Vestibular migraine: symptoms, treatment, and when to see a specialist

Vestibular migraine: symptoms, treatment, and when to see a specialist

Vestibular migraine is a type of migraine in which dizziness appears as an associated symptom. It can occur in people of all ages and genders, but it is more common in women of reproductive age — especially those with a history of migraine.

If you have always had headaches and suddenly begin experiencing balance disturbances as well, it’s important to consider vestibular migraine. It is a very common condition, although much less discussed than classic migraine.

Even though the condition may be intense, with acute and debilitating episodes, Vestibular Migraine is treatable and requires consistent daily health care.

Keep reading to learn more!

What is vestibular migraine?

Vestibular migraine — also known as vestibular migraine disorder — is a clinical condition known for causing both migraine symptoms and dizziness.

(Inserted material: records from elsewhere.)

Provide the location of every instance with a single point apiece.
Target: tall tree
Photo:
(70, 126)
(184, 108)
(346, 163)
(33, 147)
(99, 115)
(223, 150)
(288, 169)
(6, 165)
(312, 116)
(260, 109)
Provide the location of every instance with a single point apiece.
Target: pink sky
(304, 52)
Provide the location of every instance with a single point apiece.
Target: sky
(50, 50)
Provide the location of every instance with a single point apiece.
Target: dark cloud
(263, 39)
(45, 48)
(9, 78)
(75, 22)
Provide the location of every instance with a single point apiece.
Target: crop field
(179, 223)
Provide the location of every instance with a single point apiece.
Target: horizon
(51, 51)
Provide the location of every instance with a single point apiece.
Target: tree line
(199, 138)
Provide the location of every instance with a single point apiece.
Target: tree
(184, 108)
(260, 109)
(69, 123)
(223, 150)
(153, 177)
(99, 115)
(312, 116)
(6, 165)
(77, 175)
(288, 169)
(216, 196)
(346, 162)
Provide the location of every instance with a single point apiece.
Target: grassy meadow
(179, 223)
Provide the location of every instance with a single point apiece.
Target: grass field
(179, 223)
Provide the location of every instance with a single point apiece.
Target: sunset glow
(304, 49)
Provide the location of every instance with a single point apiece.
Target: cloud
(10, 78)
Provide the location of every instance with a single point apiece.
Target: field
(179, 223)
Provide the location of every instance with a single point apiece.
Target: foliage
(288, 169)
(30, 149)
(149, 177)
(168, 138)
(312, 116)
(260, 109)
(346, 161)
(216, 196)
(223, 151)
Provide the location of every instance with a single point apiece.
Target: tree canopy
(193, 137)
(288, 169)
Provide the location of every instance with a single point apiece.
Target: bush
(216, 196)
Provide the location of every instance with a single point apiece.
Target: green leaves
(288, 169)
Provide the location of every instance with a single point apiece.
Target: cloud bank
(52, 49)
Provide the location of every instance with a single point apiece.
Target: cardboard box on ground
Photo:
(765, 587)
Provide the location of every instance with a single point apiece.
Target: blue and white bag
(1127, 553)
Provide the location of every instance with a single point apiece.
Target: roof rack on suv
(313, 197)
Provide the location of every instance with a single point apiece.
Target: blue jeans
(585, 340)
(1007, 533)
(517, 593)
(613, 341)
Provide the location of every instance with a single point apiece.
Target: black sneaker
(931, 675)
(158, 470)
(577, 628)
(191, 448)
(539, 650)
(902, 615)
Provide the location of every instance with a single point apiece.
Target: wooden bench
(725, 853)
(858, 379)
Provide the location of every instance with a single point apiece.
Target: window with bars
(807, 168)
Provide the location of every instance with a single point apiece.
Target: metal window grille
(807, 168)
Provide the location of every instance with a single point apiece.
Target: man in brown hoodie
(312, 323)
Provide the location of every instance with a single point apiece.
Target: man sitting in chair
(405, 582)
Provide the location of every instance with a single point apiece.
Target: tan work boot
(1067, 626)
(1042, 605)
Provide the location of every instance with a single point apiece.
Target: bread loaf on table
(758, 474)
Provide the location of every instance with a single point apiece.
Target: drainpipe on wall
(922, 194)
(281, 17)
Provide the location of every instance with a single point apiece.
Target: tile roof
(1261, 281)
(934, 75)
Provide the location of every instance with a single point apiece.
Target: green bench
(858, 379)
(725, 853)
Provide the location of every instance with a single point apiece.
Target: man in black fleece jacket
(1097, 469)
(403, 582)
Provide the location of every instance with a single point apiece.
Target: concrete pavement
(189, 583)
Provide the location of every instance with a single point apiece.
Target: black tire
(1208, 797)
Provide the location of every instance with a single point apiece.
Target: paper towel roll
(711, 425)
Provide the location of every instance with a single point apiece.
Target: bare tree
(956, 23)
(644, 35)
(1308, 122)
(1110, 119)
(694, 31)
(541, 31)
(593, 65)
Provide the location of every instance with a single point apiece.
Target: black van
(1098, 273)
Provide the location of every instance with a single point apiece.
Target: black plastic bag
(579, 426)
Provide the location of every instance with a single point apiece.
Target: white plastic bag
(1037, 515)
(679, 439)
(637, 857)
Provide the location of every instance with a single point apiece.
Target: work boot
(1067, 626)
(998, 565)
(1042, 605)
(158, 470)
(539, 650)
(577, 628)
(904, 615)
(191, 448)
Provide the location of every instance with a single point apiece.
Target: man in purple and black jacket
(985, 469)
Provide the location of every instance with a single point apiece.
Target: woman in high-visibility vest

The characteristic migraine pain typically affects one side of the head, with moderate to severe intensity, and is often described as a throbbing sensation. It may last for hours or even days and can be accompanied by nausea, sensitivity to light, sound, and certain smells.

In vestibular migraine, the predominant type of dizziness is vertigo, the sensation that either your body or the environment is spinning. This can last minutes, hours, or even days, and may appear with additional ear-related symptoms such as tinnitus or a feeling of ear fullness.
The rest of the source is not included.